Ablehnung der Beschwerde durch das Arbeitsgericht
Das Arbeitsgericht lehnte die Beschwerde jedoch ab und bestand darauf, dass es nur einen Anspruch auf ein Zeugnis gäbe, der sowohl die Erteilung als auch die Berichtigung nach Erteilung beinhalten würde. Das Verfahren wurde daher an das Landesarbeitsgericht Nürnberg weitergeleitet, das die Möglichkeit zur Stellungnahme bot.
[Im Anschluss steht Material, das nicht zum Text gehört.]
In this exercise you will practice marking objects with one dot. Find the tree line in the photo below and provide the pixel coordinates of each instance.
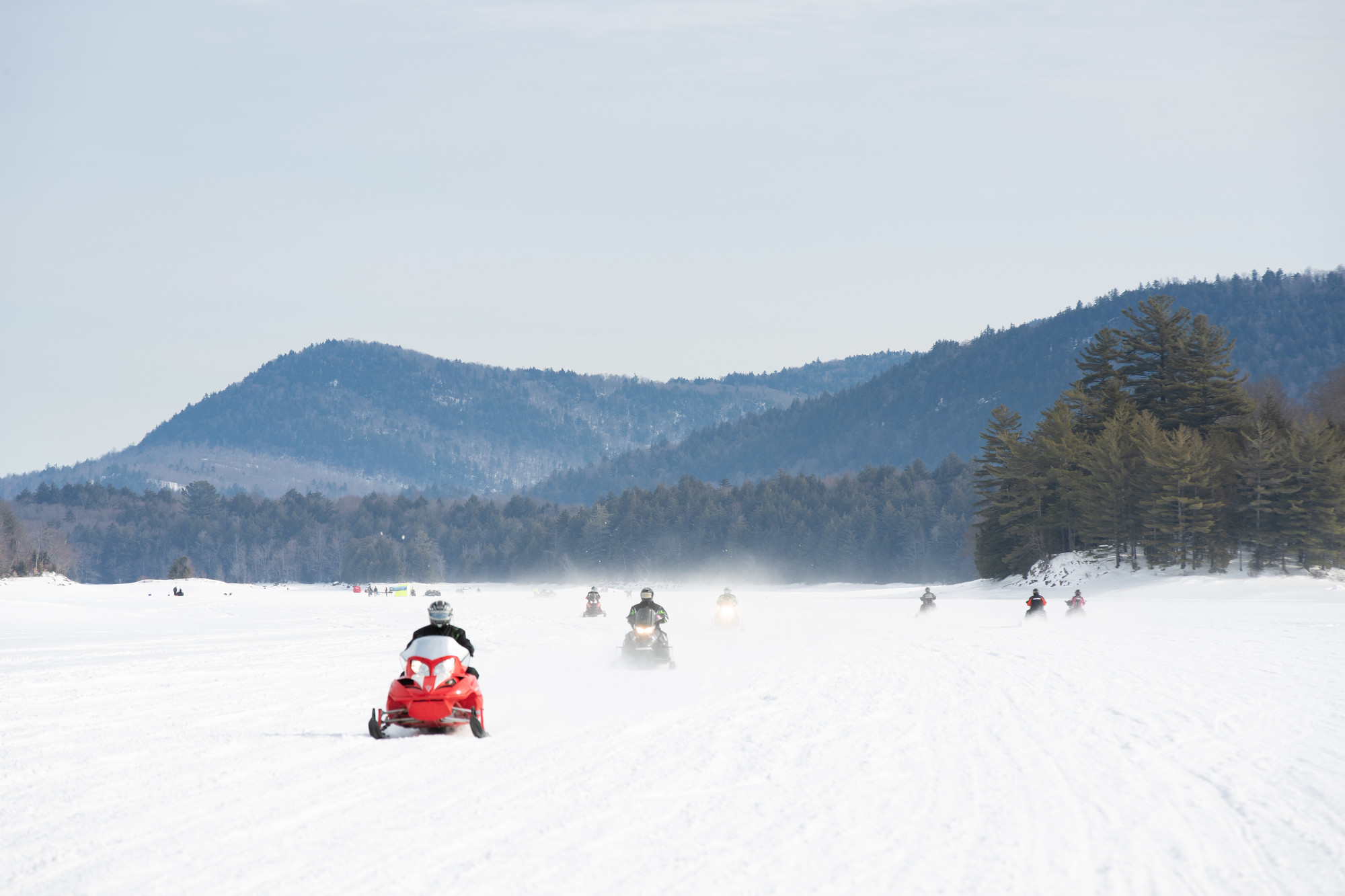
(1160, 451)
(879, 525)
(1288, 326)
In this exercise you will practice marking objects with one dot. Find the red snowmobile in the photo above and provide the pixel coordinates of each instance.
(435, 690)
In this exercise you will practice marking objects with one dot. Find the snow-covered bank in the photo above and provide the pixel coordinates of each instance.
(1186, 737)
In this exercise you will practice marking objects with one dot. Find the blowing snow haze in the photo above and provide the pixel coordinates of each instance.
(645, 189)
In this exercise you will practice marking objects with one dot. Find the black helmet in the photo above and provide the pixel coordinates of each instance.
(440, 614)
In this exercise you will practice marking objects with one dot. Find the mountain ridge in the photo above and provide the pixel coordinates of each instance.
(356, 416)
(1288, 326)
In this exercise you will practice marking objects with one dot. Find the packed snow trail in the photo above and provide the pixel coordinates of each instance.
(1183, 739)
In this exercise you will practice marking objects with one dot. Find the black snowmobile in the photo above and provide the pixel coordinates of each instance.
(1036, 608)
(646, 645)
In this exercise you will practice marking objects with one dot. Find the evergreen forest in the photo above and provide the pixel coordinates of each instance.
(879, 525)
(1291, 327)
(1160, 452)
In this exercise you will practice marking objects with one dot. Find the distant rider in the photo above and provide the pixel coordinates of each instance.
(440, 624)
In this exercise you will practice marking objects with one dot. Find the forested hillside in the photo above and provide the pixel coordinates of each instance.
(882, 525)
(1157, 450)
(353, 416)
(1286, 326)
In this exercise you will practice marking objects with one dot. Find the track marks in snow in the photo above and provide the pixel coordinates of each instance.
(836, 744)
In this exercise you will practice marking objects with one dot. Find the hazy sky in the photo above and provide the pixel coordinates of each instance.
(666, 189)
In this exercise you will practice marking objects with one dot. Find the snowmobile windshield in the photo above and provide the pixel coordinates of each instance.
(432, 647)
(434, 655)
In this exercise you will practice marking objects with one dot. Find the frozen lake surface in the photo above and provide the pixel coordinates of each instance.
(1188, 736)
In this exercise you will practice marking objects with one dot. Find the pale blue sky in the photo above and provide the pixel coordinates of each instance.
(189, 189)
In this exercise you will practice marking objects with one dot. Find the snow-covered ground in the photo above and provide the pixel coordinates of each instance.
(1187, 737)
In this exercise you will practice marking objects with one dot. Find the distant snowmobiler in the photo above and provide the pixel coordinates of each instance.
(727, 610)
(1036, 607)
(594, 603)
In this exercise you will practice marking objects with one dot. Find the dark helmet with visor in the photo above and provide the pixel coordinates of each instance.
(440, 614)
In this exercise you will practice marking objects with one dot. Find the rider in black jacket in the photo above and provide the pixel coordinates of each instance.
(440, 618)
(648, 603)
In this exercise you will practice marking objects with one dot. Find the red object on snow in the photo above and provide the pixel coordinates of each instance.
(432, 692)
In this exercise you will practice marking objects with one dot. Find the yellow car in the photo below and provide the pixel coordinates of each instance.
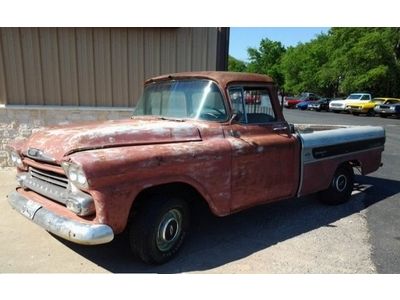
(367, 107)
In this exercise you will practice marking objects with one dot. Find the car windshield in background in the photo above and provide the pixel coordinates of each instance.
(354, 97)
(183, 99)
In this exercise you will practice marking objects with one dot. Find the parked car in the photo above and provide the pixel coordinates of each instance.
(341, 105)
(368, 107)
(149, 173)
(292, 102)
(322, 104)
(302, 105)
(390, 108)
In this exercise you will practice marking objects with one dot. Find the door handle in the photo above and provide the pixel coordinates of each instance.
(282, 128)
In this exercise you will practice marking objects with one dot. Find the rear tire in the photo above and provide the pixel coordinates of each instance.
(158, 229)
(340, 188)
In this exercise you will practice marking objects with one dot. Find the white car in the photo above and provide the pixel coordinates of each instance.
(341, 105)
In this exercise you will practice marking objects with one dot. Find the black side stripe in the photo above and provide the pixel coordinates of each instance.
(345, 148)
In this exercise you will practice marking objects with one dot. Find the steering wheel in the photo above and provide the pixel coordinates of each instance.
(216, 114)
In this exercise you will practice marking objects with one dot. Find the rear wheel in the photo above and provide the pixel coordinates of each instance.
(339, 191)
(158, 229)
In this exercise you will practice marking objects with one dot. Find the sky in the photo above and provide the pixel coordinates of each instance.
(243, 37)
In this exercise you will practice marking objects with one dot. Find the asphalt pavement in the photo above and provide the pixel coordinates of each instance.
(291, 236)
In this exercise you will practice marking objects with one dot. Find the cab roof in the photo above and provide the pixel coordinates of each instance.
(220, 77)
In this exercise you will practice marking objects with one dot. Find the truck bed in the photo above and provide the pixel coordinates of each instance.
(324, 146)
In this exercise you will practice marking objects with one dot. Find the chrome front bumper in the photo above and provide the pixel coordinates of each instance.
(74, 231)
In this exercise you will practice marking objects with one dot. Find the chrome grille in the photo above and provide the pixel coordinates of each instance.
(50, 177)
(47, 183)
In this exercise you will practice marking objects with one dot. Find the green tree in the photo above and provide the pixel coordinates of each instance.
(267, 59)
(236, 65)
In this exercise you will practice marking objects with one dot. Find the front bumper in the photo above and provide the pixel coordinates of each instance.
(74, 231)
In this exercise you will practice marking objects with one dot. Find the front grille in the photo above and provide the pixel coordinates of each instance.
(48, 184)
(51, 177)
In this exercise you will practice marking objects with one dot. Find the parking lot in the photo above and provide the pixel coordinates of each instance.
(292, 236)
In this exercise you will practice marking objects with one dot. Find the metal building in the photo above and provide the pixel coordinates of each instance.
(50, 76)
(99, 66)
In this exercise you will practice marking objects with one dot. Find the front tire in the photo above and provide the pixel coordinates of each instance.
(158, 229)
(340, 188)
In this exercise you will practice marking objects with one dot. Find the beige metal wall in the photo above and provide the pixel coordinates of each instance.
(96, 66)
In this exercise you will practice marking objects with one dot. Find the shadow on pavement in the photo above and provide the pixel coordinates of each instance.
(215, 241)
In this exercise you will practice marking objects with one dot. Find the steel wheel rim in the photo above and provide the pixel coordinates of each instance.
(341, 183)
(169, 230)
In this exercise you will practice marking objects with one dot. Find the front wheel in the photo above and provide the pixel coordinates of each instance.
(339, 191)
(158, 229)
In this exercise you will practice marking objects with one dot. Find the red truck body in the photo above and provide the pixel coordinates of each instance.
(229, 163)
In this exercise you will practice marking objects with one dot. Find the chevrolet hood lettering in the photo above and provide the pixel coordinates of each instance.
(39, 155)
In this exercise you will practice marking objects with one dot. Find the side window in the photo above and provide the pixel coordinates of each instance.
(236, 96)
(254, 103)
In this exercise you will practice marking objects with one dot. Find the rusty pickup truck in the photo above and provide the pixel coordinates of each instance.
(193, 138)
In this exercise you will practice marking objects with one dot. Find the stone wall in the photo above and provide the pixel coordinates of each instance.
(19, 121)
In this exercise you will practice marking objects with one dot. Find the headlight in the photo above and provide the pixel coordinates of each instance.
(75, 173)
(16, 159)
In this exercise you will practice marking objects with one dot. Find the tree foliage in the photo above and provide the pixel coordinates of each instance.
(342, 61)
(266, 59)
(236, 65)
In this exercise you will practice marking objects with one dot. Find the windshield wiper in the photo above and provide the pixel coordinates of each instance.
(172, 119)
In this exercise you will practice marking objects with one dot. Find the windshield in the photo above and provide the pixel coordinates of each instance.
(193, 99)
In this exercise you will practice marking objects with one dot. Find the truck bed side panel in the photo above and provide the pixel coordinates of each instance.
(325, 149)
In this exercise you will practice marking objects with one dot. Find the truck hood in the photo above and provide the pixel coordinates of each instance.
(55, 143)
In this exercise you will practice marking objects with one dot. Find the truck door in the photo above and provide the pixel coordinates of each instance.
(264, 153)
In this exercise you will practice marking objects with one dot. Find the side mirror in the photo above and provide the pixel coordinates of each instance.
(292, 130)
(236, 117)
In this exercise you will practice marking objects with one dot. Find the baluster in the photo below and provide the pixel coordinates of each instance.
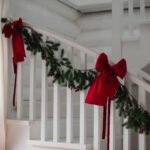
(127, 132)
(142, 9)
(131, 16)
(44, 102)
(117, 28)
(142, 101)
(97, 128)
(56, 113)
(19, 91)
(83, 59)
(32, 87)
(69, 116)
(112, 127)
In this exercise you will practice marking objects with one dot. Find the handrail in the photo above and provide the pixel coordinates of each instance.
(53, 34)
(64, 40)
(138, 81)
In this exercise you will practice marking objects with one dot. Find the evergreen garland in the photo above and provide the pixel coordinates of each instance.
(62, 71)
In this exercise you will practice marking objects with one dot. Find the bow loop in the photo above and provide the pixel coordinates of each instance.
(120, 68)
(102, 63)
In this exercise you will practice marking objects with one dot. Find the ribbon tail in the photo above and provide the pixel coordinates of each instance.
(108, 132)
(15, 83)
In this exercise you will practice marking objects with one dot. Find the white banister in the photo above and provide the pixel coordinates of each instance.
(131, 16)
(127, 132)
(32, 87)
(96, 139)
(44, 102)
(134, 79)
(19, 91)
(142, 101)
(69, 104)
(117, 14)
(2, 94)
(56, 114)
(64, 40)
(142, 9)
(83, 119)
(112, 127)
(69, 117)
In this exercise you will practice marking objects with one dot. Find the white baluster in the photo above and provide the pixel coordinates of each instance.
(112, 127)
(69, 115)
(44, 102)
(69, 121)
(83, 58)
(32, 87)
(142, 9)
(117, 28)
(131, 16)
(142, 101)
(97, 127)
(127, 132)
(56, 114)
(19, 91)
(82, 118)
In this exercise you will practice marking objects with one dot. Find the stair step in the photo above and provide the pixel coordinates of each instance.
(61, 145)
(35, 127)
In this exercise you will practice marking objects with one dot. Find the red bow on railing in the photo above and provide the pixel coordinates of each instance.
(105, 86)
(14, 29)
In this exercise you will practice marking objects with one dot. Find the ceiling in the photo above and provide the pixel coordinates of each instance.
(86, 6)
(89, 5)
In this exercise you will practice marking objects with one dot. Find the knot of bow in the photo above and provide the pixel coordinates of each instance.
(14, 29)
(106, 83)
(109, 82)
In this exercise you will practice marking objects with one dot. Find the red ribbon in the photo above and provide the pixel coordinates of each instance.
(14, 29)
(105, 86)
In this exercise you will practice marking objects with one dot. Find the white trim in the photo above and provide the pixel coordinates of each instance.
(57, 145)
(18, 122)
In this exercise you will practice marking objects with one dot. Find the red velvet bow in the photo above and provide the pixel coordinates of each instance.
(105, 86)
(14, 29)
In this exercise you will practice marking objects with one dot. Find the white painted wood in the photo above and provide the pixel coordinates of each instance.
(59, 145)
(117, 14)
(19, 91)
(142, 9)
(134, 79)
(131, 16)
(44, 102)
(65, 40)
(112, 127)
(69, 118)
(83, 119)
(127, 132)
(2, 94)
(97, 137)
(56, 114)
(142, 101)
(32, 87)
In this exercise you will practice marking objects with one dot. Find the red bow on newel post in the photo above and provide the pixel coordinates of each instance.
(14, 29)
(105, 86)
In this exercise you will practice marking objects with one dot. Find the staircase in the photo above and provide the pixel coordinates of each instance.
(49, 116)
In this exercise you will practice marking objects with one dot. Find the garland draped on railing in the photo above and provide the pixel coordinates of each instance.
(62, 71)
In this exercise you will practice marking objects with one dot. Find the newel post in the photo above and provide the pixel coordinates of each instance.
(117, 28)
(3, 10)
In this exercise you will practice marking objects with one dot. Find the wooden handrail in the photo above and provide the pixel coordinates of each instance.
(63, 40)
(135, 79)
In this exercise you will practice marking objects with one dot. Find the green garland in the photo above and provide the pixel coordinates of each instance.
(62, 71)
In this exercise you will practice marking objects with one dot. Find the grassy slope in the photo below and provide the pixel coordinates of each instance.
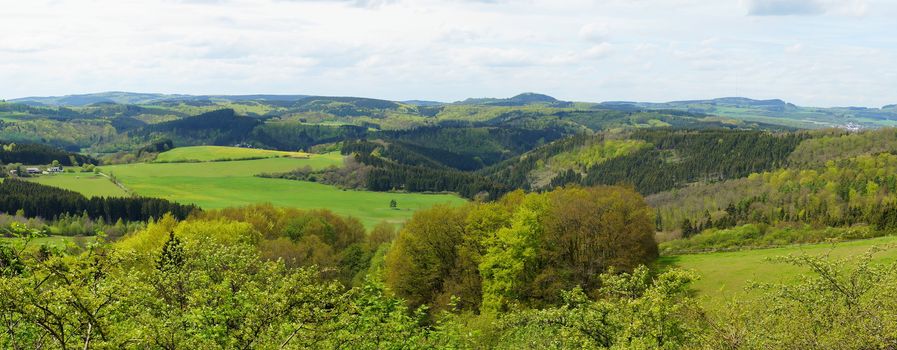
(87, 184)
(226, 184)
(727, 275)
(213, 153)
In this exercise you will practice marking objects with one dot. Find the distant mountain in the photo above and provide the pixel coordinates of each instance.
(89, 99)
(423, 103)
(119, 97)
(527, 98)
(771, 111)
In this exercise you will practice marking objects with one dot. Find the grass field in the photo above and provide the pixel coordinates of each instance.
(87, 184)
(226, 184)
(217, 153)
(725, 276)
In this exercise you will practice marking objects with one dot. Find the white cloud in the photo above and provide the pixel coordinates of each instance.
(784, 7)
(453, 49)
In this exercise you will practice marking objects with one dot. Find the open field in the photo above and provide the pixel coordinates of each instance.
(50, 241)
(226, 184)
(88, 184)
(727, 275)
(218, 153)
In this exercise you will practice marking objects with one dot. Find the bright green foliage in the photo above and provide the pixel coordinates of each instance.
(521, 251)
(727, 275)
(764, 236)
(90, 185)
(635, 311)
(221, 153)
(511, 254)
(846, 303)
(859, 190)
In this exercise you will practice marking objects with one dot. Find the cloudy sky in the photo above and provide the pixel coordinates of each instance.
(811, 52)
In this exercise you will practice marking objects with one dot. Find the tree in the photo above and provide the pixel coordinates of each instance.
(425, 254)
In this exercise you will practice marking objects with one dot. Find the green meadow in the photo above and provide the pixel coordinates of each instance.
(50, 241)
(212, 185)
(218, 153)
(728, 275)
(88, 184)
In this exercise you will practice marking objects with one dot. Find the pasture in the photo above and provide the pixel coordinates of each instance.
(728, 275)
(59, 242)
(221, 153)
(88, 184)
(212, 185)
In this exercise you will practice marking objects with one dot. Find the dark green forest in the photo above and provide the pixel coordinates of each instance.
(573, 213)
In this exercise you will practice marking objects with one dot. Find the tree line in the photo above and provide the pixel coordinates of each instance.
(36, 200)
(35, 154)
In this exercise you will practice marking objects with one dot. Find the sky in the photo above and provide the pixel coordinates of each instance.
(809, 52)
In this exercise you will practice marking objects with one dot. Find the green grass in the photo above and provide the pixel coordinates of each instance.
(726, 276)
(227, 184)
(87, 184)
(217, 153)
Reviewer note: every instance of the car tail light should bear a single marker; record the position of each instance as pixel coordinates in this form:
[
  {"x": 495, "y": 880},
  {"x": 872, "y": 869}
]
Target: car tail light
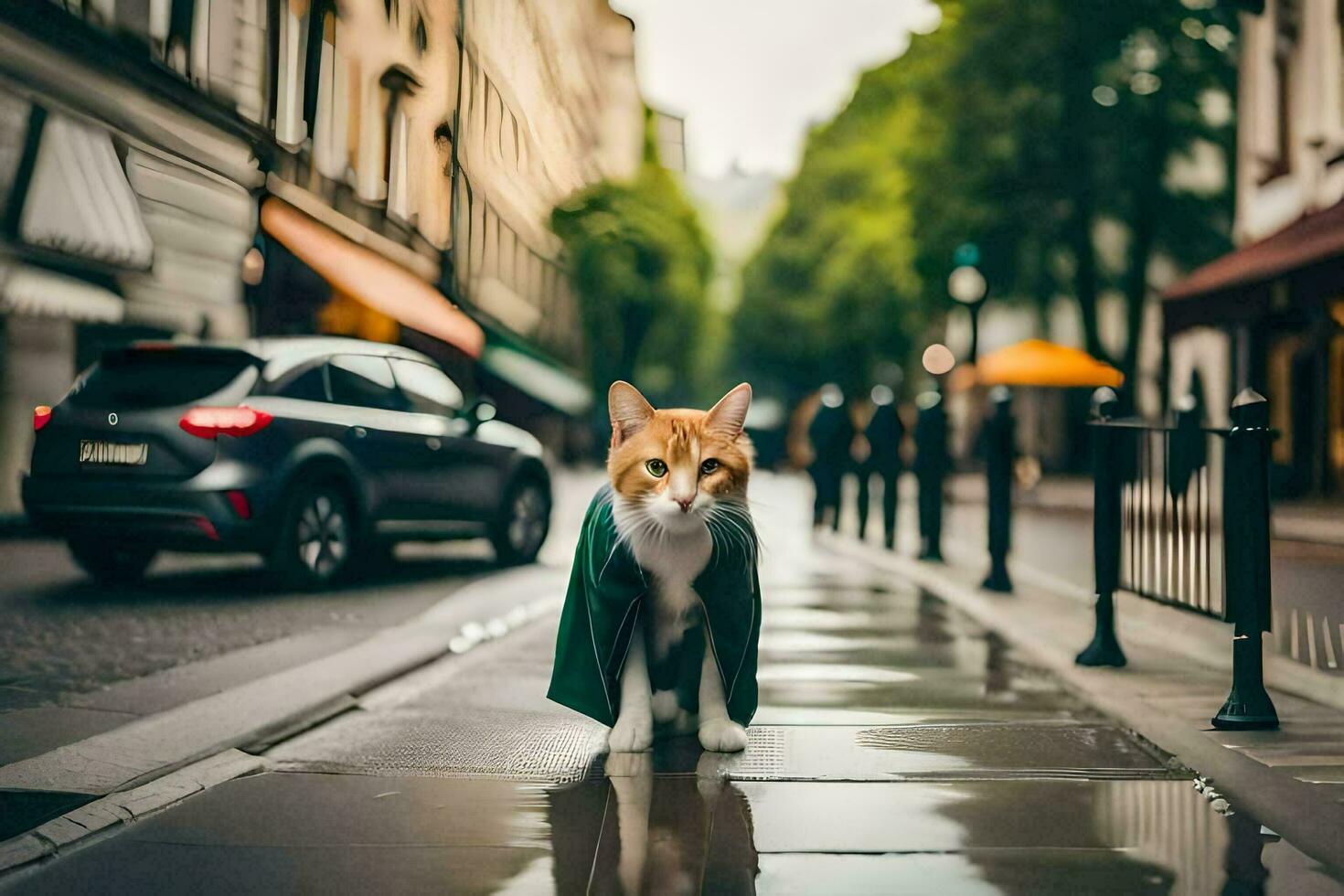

Der Standpunkt des Landesarbeitsgerichts Nürnberg
Das Landesarbeitsgericht hielt die Beschwerde zwar für zulässig, erklärte sie jedoch für unbegründet und bestätigte somit die Ansicht des Arbeitsgerichts. Es argumentierte, dass es den Vorschlägen der Streitwertkommission folge, die im aktuellen Streitwertkatalog für die Arbeitsgerichtsbarkeit niedergelegt sind. Trotz der fehlenden Bindungswirkung dieses Katalogs betrachtet das Gericht ihnals ausgewogene Orientierung für die Arbeitsgerichte, die mit den gesetzlichen Vorgaben übereinstimmt.
Auswirkungen der Entscheidung
Diese Entscheidung hat weitreichende Auswirkungen, da sie die Wichtigkeit der Klarheit in Bezug auf Streitgegenstände unterstreicht. Es verdeutlicht auch die Rolle und den Wert des Streitwertkatalogs, selbst wenn er keine bindende Wirkung hat, und bietet wertvolle Einblicke in die Bewertung und Einordnung von Streitwerten und Vergleichsmehrwerten im Kontext arbeitsgerichtlicher Verfahren.
Das vorliegende Urteil
Landesarbeitsgericht Nürnberg – Az.: 2 Ta 145/20 – Beschluss vom 23.12.2020
Die Beschwerde des Klägervertreters gegen den Beschluss des Arbeitsgerichts Nürnberg – Gerichtstag Ansbach – vom 05.11.2020, Az. 8 Ca 1464/20, wird zurückgewiesen.
Gründe
A.
Die Parteien stritten um die Erteilung eines qualifizierten Zeugnisses.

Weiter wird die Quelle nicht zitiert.